Corte di Giustizia UE: le sanzioni per l’uso di contratti a termine illegittimi

 

Non viola il diritto comunitario la scelta del Legislatore italiano di applicare sanzioni diverse, per il settore privato e il settore pubblico, per il ricorso illegittimo ai contratti a tempo determinato.

Questo, in sostanza, quanto sostenuto dall’Avvocato Generale della Corte di Giustizia europea nelle conclusioni pronunciate in relazione alla causa n. C-494/16.

La questione pregiudiziale avanzata dal giudice italiano, infatti, riguardava le conseguenze sanzionatorie in caso di ricorso abusivo a contratti a termine da parte della P.A.; in particolare ci si chiedeva se fosse compatibile con il diritto comunitario la diversità di trattamento sanzionatorio operata dall’ordinamento italiano, il quale prevede, per il settore pubblico, il divieto di trasformazione automatica dei contratti a termine illegittimi in un contratto a tempo indeterminato (divieto sancito dall’art. 36, co.5, D.lgs. 165/2001) ed invece, per il settore privato, la possibilità di “stabilizzare” il rapporto.

In passato, la Corte di Giustizia aveva già ritenuto che tale “disparità” non fosse contraria alla normativa comunitaria, purché la legge preveda comunque delle sanzioni efficaci per disincentivare, anche nel settore pubblico, il ricorso abusivo ai contratti a termine.

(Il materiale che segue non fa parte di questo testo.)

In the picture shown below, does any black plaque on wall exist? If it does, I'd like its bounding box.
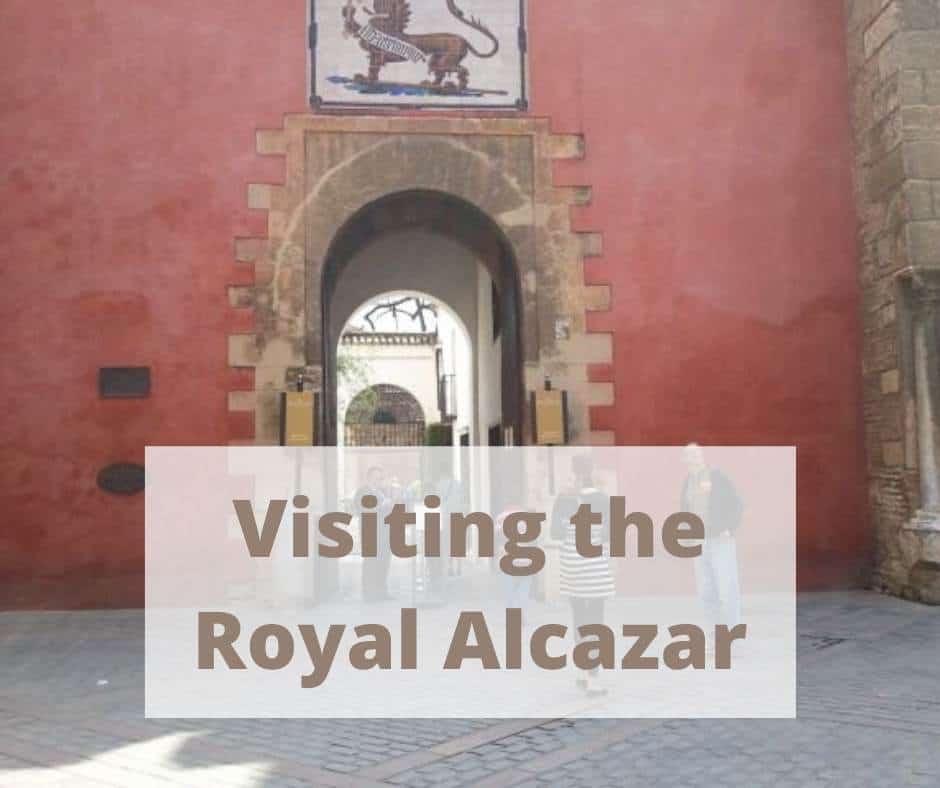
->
[98,367,150,399]
[98,462,145,495]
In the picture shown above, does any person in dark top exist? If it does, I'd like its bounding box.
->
[680,443,743,634]
[552,455,616,695]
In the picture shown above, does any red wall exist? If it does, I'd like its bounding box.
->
[0,0,869,607]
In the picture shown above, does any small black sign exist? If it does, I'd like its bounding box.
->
[98,367,150,399]
[98,462,144,495]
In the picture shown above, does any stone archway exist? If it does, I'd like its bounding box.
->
[322,190,520,443]
[229,115,613,444]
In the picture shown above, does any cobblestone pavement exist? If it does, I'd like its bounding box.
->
[0,593,940,788]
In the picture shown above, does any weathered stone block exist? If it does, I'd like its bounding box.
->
[904,141,940,180]
[901,105,940,140]
[862,0,901,57]
[881,369,901,394]
[898,69,926,105]
[904,181,934,220]
[892,30,940,71]
[907,220,940,266]
[917,68,940,104]
[881,441,904,468]
[898,0,940,30]
[867,146,904,200]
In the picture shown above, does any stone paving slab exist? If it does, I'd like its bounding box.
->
[0,593,940,788]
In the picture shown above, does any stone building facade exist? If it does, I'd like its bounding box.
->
[0,0,912,608]
[846,0,940,603]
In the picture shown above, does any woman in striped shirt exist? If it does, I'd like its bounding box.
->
[552,456,615,695]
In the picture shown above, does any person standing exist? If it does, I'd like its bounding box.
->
[552,456,615,695]
[354,467,392,602]
[680,443,743,644]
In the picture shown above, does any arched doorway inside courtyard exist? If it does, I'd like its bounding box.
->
[321,190,523,445]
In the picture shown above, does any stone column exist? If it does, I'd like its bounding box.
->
[909,271,940,531]
[845,0,940,604]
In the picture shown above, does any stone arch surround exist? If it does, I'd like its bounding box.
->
[228,115,614,445]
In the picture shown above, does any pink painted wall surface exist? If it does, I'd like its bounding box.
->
[0,0,870,608]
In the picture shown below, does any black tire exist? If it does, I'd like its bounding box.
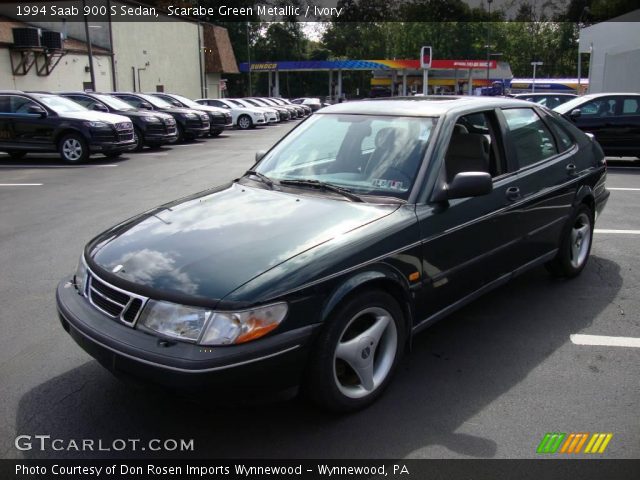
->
[131,127,145,153]
[58,133,90,163]
[545,204,594,278]
[7,152,27,160]
[302,290,405,412]
[238,115,254,130]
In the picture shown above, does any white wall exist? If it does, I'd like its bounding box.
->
[0,48,111,91]
[112,21,204,98]
[580,21,640,93]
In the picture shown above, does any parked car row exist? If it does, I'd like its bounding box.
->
[0,90,312,163]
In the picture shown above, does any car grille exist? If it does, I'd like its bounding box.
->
[116,122,133,132]
[87,274,147,326]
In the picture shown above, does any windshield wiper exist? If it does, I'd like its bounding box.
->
[244,170,273,189]
[280,180,364,202]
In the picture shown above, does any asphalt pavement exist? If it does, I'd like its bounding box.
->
[0,122,640,459]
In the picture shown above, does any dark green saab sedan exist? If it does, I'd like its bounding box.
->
[57,97,609,411]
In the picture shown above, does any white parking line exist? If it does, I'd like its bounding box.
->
[593,228,640,235]
[0,183,42,187]
[0,164,118,169]
[569,334,640,348]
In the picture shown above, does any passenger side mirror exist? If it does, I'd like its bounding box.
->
[91,103,109,112]
[447,172,493,199]
[27,105,47,118]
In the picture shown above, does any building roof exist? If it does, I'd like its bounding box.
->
[202,23,239,73]
[0,16,111,55]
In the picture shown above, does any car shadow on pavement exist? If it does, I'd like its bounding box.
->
[15,256,622,459]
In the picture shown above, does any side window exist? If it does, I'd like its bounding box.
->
[546,115,575,152]
[445,112,507,182]
[10,96,36,114]
[622,97,640,115]
[580,97,616,118]
[502,108,558,168]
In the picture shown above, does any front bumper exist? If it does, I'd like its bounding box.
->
[56,279,319,390]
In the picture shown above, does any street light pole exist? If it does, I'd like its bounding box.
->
[487,0,493,87]
[82,0,96,92]
[531,62,544,93]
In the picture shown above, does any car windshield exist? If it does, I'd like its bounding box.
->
[96,95,135,111]
[138,93,174,108]
[554,97,594,114]
[255,114,438,200]
[38,95,88,113]
[168,95,202,108]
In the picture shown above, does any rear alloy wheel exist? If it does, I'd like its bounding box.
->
[546,204,593,278]
[59,133,89,163]
[238,115,253,130]
[303,291,405,412]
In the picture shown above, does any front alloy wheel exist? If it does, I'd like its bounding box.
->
[238,115,253,130]
[303,290,405,412]
[60,133,89,163]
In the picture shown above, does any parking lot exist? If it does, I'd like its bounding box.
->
[0,122,640,458]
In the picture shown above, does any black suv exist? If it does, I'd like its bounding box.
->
[0,91,135,163]
[554,93,640,158]
[58,92,178,152]
[149,92,233,137]
[109,92,209,142]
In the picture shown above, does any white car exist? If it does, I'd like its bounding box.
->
[225,98,281,123]
[196,98,269,130]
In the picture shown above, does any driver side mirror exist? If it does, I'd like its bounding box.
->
[91,103,109,112]
[27,105,47,118]
[446,172,493,199]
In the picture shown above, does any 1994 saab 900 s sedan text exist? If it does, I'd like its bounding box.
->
[57,97,609,411]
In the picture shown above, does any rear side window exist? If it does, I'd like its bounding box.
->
[622,98,640,115]
[503,108,558,168]
[546,115,575,152]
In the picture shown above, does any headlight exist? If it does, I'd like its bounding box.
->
[73,254,89,295]
[138,300,288,345]
[199,303,288,345]
[84,122,110,128]
[139,300,211,342]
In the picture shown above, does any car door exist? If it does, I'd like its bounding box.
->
[9,95,57,150]
[501,107,576,264]
[416,110,522,318]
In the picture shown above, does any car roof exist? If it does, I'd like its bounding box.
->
[319,95,531,117]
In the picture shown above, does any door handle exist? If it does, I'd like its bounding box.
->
[505,187,520,202]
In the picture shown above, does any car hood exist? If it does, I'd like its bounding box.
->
[85,183,398,306]
[60,110,131,123]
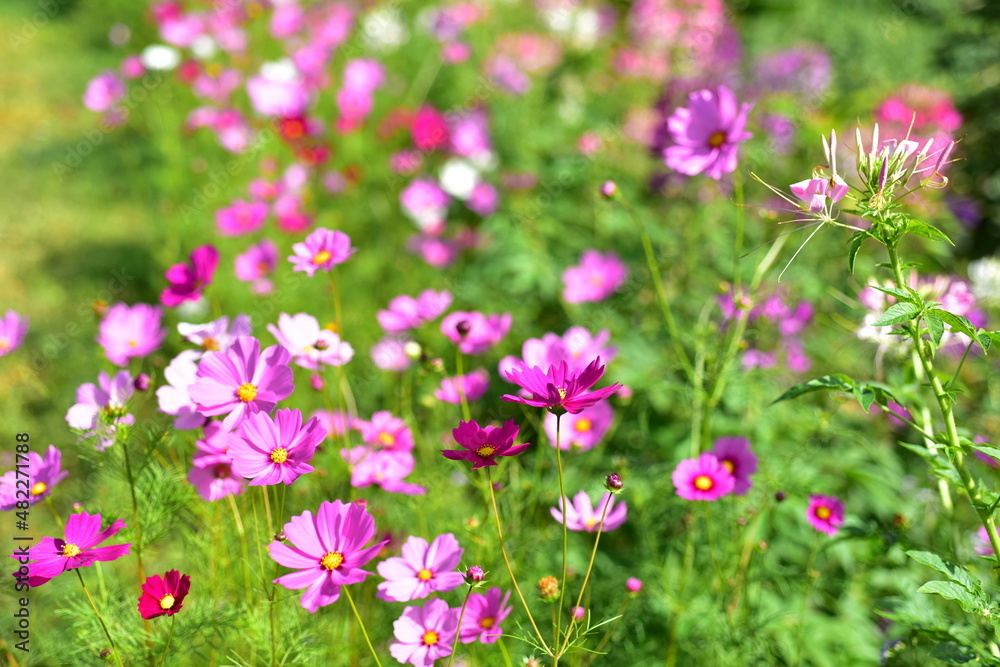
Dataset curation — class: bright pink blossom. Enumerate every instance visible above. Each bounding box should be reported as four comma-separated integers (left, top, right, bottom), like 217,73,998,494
376,533,464,602
11,512,132,586
267,500,389,613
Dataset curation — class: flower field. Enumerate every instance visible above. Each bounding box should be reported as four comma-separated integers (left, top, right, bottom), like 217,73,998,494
0,0,1000,667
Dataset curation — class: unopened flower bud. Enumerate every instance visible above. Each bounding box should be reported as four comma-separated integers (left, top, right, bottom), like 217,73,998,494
538,577,559,602
604,472,625,493
132,373,151,391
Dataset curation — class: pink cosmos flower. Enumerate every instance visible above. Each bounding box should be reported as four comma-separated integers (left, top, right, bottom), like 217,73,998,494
671,453,736,500
709,438,757,496
501,357,621,414
215,199,268,236
441,419,531,470
288,227,357,277
389,598,459,667
160,245,219,308
376,533,464,602
66,371,135,452
236,239,278,294
441,311,511,355
138,570,191,620
663,85,753,180
434,368,490,405
83,69,125,113
458,586,511,644
97,303,167,366
188,421,246,502
377,290,452,334
0,445,69,512
0,310,28,357
11,512,132,586
228,408,326,486
545,401,615,452
267,500,389,613
563,250,628,303
188,336,295,431
806,495,844,535
267,313,354,371
549,491,628,533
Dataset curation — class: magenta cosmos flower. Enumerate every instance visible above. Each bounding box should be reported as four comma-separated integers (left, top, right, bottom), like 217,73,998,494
709,438,757,496
0,310,28,357
188,422,246,502
97,303,167,366
441,419,531,470
188,336,295,430
501,357,621,415
229,408,326,486
376,533,464,602
458,587,511,644
441,311,511,355
66,371,135,451
0,445,69,512
11,512,132,586
267,500,389,613
806,495,844,535
549,491,628,533
545,401,615,452
139,570,191,620
563,250,628,303
663,85,753,180
160,245,219,308
288,227,357,276
389,598,459,667
671,454,736,500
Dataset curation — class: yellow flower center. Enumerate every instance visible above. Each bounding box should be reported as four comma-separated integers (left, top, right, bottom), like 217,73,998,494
319,551,344,570
236,382,257,403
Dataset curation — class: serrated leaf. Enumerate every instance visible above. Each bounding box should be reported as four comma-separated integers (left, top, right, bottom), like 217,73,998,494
917,581,989,614
872,301,920,327
906,551,983,597
771,373,854,405
924,311,944,345
930,642,976,665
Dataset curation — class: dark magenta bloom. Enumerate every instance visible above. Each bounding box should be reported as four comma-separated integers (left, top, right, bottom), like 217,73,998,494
160,245,219,308
501,357,621,414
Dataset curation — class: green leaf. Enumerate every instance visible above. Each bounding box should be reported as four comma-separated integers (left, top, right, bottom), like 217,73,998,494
930,642,976,665
771,373,854,405
906,551,983,597
917,581,989,614
872,302,920,327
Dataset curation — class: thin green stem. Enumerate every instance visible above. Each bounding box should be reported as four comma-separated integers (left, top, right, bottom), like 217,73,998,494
447,586,472,667
486,467,550,653
559,491,614,655
340,586,382,667
76,568,124,667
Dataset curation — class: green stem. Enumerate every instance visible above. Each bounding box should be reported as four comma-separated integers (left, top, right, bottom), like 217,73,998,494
486,467,549,653
76,568,124,667
340,586,382,667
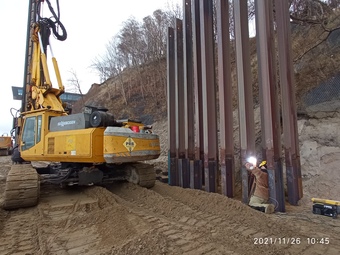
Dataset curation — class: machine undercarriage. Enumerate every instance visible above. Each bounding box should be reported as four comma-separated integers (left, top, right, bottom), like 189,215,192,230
4,162,156,210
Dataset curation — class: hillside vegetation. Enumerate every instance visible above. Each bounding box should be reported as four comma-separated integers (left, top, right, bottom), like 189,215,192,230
73,3,340,124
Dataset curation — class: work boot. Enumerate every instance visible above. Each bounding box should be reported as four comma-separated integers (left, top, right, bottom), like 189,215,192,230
250,205,266,212
264,204,275,213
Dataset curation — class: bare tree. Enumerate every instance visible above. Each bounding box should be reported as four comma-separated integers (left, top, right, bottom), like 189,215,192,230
67,69,85,104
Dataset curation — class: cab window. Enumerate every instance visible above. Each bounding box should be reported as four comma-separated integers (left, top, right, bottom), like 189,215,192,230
37,115,42,143
21,117,36,151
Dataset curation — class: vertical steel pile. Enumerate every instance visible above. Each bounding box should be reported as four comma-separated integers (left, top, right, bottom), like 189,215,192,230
167,0,302,211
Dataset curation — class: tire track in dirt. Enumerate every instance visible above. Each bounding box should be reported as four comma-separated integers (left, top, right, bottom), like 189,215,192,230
0,208,39,255
109,184,292,254
110,183,340,254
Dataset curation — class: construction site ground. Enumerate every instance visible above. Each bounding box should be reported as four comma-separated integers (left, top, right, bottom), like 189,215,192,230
0,156,340,255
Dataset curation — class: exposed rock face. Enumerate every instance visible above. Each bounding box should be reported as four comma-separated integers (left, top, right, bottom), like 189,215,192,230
298,102,340,201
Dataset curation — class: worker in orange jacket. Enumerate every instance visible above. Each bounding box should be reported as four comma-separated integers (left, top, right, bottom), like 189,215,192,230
245,160,275,213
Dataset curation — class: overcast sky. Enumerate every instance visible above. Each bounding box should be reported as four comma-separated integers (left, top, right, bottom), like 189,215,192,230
0,0,182,136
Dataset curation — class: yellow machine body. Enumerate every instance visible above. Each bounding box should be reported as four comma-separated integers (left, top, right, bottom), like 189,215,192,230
20,109,160,163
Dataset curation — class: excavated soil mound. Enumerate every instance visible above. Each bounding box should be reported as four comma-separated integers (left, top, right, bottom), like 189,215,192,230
0,157,340,255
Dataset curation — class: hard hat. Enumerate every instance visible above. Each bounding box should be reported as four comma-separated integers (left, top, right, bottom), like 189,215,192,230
259,160,267,168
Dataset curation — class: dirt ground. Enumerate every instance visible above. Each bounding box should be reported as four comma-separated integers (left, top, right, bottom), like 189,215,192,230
0,154,340,255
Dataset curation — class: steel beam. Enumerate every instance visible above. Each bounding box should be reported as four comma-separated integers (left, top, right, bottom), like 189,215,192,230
216,0,235,197
234,0,255,203
200,0,218,192
167,27,178,185
275,0,303,205
183,0,195,188
255,0,285,212
190,0,204,189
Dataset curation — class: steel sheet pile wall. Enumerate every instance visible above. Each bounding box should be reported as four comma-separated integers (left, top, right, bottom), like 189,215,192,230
167,0,302,211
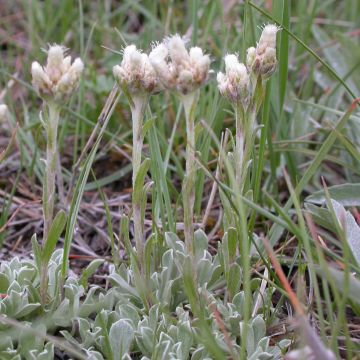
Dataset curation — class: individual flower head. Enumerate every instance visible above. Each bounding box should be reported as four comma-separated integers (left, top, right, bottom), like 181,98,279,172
31,45,84,102
0,104,8,123
246,24,280,79
149,35,210,95
217,54,250,108
113,45,161,94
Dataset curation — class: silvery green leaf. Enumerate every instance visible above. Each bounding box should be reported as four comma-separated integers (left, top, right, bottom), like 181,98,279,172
109,320,134,360
194,229,209,259
17,265,36,286
136,326,154,357
0,272,10,294
251,315,266,344
240,322,256,356
305,184,360,206
165,232,185,253
258,351,274,360
85,350,104,360
79,259,104,288
331,200,360,265
29,342,54,360
226,263,242,298
197,259,212,286
115,303,140,328
108,273,140,300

Saranno poi i giudici nazionali garantire concretamente l’effettività di tali sanzioni; sul punto, la Cassazione a Sezioni Unite è intervenuta recentemente (sent. n. 5072/2016) affermando che il dipendente pubblico, in questo caso, ha diritto sia ad un’indennità forfettaria (indipendente dalla dimostrazione del danno subìto) quantificabile tra un minimo di 2,5 mensilità e un massimo di 12 mensilità dell’ultima retribuzione proprio come per i lavoratori del settore privato, sia ad un risarcimento del danno da “perdita di chances” (cioè determinato dall’aver perso altre occasioni lavorative), che però va provato dal lavoratore.

È innegabile che la misura dell’indennità forfettaria rischia in qualche caso di non essere un deterrente sufficientemente dissuasivo, e che per il lavoratore può essere complicato dimostrare il danno da perdita di chance, tuttavia l’Avvocato Generale ha osservato che la normativa italiana in materia non è incompatibile con il diritto comunitario, anche se prevede, per i dipendenti pubblici, il divieto di conversione nel rapporto a tempo indeterminato.

Sarà quindi compito dei giudici effettuare le opportune verifiche del caso e garantire l’effettività della tutela del dipendente attraverso un’adeguata sanzione economica, ossia mediante una corretta quantificazione del risarcimento del danno, che tenga conto anche della durata della violazione.